Eh oui : d’un côté, des capitalistes sans freins ni lois percent le schiste et produisent du gaz à pas cher au point de reléguer les peurs de pénurie énergétique au rang de vaste blague malthusienne qu’elles n’ont jamais cessé d’être.
De l’autre, d’autres capitalistes profitent directement de l’hubris des premiers en produisant les produits qu’ils payent le prix fort sur le marché international, et sortent ainsi de la pauvreté tout en montrant que la mondialisation est bien ce monstre hideux dépeint par les humanistes poignant des mouvances socialisantes.
C’est, véritablement, scandaleux !
Pensez, une seconde, à toutes les générations futures qui ne payeront pas leur gaz à des prix stratosphérique ! Pensez à ces autres générations futures, issues des familles de paysans pauvres dont les enfants ne mourront pas dans d’atroces souffrances de la faim, de la dysenterie, du choléra ou d’autres maladies parce que leur père aura eu les moyens de s’acheter les équipements sanitaires et médicaux pour l’éviter ! C’est, véritablement, une catastrophe à la fois humanitaire (si l’on se rappelle que cela fera autant de bouches à nourrir plus tard, hein) et écologique (en notant que tout ce gaz qui va servir à produire de la chaleur et de l’électricité, c’est forcément autant de gros degrés celsius ajoutés à une atmosphère déjà irrespirable, voyons).
Autrement dit, tout indique ici que l’exploitation maintenant musclée du gaz de schiste provoque des effets de bords notables sur les individus qui exploitent les gaz d’une part, et sur les individus qui aident ces individus en leur vendant les produits dont ils ont besoin.
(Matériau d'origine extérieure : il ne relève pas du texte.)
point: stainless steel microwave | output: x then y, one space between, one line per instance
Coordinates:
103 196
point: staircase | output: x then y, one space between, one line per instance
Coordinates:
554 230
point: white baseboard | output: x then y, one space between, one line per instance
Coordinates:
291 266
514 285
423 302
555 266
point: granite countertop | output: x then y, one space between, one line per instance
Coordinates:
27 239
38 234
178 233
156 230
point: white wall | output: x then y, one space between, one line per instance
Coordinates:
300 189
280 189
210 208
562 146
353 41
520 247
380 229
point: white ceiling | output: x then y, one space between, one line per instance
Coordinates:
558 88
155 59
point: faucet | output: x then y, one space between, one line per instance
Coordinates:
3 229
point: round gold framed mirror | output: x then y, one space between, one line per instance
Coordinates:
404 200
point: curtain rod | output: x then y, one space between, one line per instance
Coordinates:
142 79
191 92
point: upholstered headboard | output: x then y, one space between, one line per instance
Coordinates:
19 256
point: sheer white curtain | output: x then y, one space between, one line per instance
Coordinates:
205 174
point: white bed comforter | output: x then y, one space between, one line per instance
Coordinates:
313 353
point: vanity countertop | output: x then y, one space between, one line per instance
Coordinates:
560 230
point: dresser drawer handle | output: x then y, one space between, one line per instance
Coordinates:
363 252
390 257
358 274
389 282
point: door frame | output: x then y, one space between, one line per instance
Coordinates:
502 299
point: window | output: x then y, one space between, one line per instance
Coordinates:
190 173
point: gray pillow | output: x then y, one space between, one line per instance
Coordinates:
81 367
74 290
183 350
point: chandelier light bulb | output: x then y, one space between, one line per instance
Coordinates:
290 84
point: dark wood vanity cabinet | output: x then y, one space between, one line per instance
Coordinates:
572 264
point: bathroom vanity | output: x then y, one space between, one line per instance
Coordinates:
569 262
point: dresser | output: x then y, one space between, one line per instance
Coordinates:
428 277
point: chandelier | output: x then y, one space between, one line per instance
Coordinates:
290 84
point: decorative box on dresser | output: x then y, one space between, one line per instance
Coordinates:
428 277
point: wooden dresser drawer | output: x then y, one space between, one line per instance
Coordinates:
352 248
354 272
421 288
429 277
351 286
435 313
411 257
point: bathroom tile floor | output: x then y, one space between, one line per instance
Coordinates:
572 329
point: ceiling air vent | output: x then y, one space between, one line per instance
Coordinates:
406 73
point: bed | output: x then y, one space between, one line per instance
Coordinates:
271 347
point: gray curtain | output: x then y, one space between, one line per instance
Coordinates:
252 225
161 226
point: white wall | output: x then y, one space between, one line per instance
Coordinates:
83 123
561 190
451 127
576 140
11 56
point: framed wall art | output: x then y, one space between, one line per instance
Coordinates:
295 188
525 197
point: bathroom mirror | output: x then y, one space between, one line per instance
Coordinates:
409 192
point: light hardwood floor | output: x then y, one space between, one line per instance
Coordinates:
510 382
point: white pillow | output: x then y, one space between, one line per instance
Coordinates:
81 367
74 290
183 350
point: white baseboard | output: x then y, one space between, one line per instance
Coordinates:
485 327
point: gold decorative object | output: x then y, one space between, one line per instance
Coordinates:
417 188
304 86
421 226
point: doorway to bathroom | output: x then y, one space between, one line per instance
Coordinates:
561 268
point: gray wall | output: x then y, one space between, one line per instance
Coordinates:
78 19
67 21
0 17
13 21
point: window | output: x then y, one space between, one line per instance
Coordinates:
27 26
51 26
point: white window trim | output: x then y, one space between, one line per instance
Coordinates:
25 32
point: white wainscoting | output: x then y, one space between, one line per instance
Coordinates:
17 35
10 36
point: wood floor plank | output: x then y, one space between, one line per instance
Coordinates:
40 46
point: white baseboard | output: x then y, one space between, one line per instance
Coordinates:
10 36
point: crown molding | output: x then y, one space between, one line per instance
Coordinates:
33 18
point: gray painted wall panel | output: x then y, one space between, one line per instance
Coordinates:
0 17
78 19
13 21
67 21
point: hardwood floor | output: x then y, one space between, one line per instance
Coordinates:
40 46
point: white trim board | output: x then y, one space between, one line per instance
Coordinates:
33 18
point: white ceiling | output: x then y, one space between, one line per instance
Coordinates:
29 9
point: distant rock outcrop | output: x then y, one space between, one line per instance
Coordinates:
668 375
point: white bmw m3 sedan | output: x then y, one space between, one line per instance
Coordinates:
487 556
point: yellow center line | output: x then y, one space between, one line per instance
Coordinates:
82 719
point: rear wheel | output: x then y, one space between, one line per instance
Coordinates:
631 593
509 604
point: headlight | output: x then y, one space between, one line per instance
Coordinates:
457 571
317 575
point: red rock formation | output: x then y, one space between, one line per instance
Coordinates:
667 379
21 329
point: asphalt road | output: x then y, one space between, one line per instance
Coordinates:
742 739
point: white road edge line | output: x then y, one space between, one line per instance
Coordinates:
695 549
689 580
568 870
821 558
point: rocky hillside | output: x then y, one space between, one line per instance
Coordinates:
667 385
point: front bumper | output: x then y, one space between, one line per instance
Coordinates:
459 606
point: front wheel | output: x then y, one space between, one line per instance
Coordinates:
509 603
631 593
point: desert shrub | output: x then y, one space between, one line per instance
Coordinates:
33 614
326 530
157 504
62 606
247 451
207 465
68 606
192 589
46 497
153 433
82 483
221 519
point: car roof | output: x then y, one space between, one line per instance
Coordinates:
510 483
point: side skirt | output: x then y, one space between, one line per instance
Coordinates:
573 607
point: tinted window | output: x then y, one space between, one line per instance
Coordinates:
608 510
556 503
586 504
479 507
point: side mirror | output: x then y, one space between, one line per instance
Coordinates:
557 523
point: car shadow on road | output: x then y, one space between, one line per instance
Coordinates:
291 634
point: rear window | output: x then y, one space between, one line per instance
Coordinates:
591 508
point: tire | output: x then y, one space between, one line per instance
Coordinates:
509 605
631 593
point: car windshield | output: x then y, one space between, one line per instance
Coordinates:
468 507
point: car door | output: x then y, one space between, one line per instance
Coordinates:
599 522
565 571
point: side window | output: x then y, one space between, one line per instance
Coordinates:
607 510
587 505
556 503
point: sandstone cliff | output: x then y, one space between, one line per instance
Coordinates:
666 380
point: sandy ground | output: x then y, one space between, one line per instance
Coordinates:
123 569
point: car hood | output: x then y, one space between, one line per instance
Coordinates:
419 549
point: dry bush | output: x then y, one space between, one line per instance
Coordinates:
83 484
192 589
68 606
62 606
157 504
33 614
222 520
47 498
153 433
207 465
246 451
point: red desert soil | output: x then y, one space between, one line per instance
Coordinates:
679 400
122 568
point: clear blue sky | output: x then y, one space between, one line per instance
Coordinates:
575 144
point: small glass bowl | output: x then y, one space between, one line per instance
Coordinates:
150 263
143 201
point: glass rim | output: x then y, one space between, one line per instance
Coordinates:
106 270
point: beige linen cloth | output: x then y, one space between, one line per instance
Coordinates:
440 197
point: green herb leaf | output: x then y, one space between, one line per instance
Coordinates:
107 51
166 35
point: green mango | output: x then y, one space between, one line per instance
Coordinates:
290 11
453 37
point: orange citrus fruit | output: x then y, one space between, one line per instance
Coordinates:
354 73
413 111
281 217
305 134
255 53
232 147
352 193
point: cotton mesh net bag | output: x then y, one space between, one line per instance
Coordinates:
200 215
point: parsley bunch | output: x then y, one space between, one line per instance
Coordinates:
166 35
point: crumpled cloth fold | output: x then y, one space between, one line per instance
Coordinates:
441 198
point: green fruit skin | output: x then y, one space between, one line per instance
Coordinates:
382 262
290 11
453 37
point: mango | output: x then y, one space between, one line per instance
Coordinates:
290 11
Au fur et à mesure que les premiers mettent sur le marché une énergie à bas prix, les seconds sortent de la pauvreté de façon à la fois rapide et inattendue.
Nul doute que ce scandale trouvera un nouveau Josh Fox pour dénoncer le gaz de schiste au moyen de quelques torsions de faits vigoureuses, ou un nouveau Michael Moore pour dénoncer les impacts néfastes de l’enrichissement sur la société indienne du Punjab ou du Rajasthan.
En attendant, permettez-moi, avec toute la naïveté confondante du libéral capitaliste qui grignote des beignets d’enfants communistes en regardant des vidéos sur youtube, de penser que tout ceci améliore nettement le sort de l’humanité.